Allan Jacobson, my graduate thesis chair, is a force of nature. Anyone who has met him has likely snorted with laughter and expanded their minds at the same time. Allan was one of the first people that I went to full of pride after our first year at cycle for survival. I went to him because we did it. We did what we never thought we could.  We raised the equivalent to an R01 when we set out to raise a 50K grant. There was going to be legitimate research squarely focused on Angiosarcoma, and in a world where there was once nothing, no hope, no recourse.

Allan looked at me and said, “Now What”.  I was too busy reveling to take a step back and ask that of myself. Now What? Allan said that as great as our accomplishments were, that we needed to focus more than ever on what was next. What a humbling experience to know that there would never be reason to be full of anything except the drive to do more.

I wasn’t going to accomplish “Now What” from my graduate bench. But man was it scary to defend my thesis. I left behind the shelter of an incredible graduate mentor, who provided a safe pace for my mind and my heart. I left behind kick ass insurance.

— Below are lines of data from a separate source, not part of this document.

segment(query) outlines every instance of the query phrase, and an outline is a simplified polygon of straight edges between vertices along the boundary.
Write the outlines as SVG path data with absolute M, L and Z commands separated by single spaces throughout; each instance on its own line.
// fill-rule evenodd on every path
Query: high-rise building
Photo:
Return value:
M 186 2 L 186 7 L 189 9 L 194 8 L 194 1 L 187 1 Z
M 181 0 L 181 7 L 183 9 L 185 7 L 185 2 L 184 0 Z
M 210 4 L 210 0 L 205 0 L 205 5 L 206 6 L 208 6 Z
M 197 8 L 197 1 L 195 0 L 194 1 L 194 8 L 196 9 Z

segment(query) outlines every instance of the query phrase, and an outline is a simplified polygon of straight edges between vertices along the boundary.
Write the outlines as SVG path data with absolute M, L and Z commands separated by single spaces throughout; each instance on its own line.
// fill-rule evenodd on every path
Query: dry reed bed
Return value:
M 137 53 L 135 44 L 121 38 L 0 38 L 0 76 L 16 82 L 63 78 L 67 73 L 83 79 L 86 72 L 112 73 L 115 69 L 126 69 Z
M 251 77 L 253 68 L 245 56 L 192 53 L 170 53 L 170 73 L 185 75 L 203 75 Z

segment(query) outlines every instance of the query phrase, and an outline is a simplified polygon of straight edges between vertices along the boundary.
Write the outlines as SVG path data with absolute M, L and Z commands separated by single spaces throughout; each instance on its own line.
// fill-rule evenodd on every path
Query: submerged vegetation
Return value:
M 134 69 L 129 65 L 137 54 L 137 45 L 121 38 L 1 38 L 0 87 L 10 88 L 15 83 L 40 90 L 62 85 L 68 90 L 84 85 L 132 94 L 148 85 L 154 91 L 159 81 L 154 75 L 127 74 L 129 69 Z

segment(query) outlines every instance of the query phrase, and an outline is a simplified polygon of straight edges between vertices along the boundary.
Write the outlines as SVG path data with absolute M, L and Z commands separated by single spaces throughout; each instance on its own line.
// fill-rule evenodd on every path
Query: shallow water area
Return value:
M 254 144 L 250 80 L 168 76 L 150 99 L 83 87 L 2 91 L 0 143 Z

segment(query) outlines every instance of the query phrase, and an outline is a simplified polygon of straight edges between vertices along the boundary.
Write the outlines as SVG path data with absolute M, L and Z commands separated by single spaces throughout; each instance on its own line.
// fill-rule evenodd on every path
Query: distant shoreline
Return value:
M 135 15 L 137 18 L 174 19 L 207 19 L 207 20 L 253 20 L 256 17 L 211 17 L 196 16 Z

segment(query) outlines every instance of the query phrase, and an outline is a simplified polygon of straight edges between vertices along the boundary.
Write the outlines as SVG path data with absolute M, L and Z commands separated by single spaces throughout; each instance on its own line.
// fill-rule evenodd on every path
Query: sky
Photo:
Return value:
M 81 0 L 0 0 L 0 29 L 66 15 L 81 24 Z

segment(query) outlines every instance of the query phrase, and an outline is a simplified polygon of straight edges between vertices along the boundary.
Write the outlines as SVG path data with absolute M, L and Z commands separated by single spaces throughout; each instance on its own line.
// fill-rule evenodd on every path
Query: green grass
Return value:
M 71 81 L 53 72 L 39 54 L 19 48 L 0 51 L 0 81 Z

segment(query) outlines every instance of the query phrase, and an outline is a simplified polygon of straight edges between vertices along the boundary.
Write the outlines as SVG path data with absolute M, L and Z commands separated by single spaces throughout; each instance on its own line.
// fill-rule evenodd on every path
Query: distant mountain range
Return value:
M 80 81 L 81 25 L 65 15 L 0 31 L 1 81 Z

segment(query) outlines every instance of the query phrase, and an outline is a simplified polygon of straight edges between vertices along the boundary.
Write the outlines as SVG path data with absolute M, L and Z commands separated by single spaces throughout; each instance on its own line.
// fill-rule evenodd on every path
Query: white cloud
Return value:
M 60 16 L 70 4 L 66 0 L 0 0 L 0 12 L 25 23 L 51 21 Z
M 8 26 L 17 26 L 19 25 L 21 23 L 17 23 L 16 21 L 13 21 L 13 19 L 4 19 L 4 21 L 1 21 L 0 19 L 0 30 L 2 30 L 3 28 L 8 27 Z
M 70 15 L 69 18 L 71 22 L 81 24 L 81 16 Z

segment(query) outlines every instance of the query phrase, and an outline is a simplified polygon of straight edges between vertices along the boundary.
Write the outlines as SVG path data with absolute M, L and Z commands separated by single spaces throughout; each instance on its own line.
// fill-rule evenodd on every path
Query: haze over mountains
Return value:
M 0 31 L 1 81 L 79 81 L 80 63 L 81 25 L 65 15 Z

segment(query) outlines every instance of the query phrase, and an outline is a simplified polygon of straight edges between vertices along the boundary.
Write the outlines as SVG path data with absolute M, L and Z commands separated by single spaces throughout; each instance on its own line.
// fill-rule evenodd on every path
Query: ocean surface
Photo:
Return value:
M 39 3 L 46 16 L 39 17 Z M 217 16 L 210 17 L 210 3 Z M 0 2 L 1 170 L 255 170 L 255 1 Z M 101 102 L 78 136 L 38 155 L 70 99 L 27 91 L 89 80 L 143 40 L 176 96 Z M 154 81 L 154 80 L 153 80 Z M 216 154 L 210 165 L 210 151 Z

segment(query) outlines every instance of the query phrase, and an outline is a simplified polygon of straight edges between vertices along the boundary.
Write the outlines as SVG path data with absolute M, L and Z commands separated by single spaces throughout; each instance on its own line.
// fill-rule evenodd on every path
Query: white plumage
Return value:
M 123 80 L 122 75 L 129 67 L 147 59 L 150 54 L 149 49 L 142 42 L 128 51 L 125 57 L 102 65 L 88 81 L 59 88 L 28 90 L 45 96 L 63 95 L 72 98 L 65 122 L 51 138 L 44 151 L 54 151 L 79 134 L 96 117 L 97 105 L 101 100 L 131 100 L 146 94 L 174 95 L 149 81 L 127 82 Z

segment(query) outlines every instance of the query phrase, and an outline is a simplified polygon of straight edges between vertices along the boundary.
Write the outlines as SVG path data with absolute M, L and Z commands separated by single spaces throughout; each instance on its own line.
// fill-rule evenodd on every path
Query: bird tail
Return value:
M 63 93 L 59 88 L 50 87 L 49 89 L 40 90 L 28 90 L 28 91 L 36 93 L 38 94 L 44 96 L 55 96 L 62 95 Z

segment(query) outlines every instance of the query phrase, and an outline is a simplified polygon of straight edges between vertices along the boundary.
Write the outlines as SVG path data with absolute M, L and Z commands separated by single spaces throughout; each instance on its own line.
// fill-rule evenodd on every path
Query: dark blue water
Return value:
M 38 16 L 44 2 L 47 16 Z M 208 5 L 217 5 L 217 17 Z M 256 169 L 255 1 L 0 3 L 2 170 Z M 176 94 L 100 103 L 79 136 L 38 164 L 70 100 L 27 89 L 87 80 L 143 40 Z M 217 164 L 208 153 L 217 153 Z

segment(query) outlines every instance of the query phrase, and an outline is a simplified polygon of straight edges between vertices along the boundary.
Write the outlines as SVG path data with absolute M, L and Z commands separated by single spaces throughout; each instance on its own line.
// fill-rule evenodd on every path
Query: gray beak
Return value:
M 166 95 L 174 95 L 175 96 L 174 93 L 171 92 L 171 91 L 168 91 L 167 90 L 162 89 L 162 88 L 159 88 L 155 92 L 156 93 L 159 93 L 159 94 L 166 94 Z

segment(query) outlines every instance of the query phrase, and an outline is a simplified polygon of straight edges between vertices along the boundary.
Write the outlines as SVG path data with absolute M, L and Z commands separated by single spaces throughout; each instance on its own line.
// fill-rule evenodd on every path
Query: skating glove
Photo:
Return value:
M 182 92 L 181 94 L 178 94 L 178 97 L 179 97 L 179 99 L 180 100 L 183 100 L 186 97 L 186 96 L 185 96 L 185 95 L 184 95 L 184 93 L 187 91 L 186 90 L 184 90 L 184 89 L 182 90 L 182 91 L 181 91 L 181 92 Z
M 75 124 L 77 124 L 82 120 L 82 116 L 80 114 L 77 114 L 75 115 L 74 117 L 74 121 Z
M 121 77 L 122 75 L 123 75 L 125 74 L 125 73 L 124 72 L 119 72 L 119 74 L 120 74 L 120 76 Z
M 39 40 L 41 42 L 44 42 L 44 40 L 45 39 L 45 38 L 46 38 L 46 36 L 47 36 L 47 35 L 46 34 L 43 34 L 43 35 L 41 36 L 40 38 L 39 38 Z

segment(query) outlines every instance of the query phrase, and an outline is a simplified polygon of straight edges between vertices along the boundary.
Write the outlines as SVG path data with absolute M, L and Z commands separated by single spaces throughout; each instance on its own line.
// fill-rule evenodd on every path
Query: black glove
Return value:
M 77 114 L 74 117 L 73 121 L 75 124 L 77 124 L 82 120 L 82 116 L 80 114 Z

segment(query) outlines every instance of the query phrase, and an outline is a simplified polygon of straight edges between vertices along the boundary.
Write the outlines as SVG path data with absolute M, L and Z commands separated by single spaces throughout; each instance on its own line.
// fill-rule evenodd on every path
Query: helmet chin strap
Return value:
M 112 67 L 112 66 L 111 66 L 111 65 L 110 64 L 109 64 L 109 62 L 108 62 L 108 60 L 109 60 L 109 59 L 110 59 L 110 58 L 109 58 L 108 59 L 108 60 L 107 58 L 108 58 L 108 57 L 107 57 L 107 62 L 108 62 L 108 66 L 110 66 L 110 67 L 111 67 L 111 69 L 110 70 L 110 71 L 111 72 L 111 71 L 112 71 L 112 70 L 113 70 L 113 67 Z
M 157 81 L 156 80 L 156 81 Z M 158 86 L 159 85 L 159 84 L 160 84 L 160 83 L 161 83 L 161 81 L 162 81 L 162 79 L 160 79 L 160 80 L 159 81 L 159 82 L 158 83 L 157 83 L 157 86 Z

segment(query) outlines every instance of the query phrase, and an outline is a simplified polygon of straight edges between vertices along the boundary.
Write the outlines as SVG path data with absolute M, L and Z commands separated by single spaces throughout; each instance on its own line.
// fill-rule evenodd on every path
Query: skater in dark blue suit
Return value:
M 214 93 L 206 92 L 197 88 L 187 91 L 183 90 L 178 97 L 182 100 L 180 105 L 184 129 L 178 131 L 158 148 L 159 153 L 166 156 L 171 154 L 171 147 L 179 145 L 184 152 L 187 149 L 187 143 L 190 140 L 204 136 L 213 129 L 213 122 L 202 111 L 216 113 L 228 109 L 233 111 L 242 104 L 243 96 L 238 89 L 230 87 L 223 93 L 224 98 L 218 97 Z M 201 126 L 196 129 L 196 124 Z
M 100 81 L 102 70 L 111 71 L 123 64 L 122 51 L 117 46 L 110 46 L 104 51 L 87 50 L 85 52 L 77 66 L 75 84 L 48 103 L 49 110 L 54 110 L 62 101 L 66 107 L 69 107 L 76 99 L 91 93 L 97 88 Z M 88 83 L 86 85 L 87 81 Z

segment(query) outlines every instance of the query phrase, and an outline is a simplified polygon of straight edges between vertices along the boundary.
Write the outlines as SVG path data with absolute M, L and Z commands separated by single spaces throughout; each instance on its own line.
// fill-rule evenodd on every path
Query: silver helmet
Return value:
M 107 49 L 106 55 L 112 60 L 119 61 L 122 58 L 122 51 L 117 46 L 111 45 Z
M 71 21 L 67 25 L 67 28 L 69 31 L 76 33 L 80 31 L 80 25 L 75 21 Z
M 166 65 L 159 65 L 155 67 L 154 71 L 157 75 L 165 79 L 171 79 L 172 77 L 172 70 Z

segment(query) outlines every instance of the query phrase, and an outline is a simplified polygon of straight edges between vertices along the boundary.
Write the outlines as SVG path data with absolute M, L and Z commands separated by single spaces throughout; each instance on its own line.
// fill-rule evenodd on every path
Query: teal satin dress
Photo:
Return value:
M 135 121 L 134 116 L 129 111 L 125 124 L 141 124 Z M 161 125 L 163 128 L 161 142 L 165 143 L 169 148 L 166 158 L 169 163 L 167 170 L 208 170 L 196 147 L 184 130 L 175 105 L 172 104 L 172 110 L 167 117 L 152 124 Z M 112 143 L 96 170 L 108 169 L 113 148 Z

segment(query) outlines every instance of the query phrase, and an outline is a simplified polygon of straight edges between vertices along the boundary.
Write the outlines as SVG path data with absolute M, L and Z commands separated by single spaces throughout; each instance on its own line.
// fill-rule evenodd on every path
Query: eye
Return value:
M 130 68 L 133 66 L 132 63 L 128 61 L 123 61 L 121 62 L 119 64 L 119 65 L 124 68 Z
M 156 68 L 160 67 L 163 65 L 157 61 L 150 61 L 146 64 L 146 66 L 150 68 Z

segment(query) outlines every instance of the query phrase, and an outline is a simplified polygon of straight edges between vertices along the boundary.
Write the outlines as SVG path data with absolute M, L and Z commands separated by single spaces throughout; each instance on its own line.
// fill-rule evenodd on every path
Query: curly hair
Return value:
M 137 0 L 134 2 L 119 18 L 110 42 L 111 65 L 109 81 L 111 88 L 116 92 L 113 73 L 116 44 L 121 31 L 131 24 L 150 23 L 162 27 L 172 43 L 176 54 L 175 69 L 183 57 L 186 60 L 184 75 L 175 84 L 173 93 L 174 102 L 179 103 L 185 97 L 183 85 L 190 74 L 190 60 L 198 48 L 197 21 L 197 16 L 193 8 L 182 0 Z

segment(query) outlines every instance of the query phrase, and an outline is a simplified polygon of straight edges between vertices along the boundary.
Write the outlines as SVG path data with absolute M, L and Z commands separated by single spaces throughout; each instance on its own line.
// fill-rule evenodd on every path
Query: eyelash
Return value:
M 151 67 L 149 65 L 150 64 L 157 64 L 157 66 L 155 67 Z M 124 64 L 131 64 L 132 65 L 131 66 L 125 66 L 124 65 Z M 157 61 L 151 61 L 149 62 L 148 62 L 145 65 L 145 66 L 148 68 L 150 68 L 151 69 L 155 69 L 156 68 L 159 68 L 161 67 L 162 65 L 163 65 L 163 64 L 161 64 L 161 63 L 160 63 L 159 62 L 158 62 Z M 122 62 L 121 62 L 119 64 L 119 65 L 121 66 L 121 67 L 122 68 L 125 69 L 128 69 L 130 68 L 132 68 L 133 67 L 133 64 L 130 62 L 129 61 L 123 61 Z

I left behind the type of science that fueled me. It was a risk. A very necessary risk. And when I talked to Ted, it was clear to both of us that I had to take it.


I know, in the deepest recesses of who I am, that I will never attain my ultimate goal, even though I traded in my plastic spoon for a chisel. But I will take every chance that comes my way in order to come one step closer to, “That’s what”.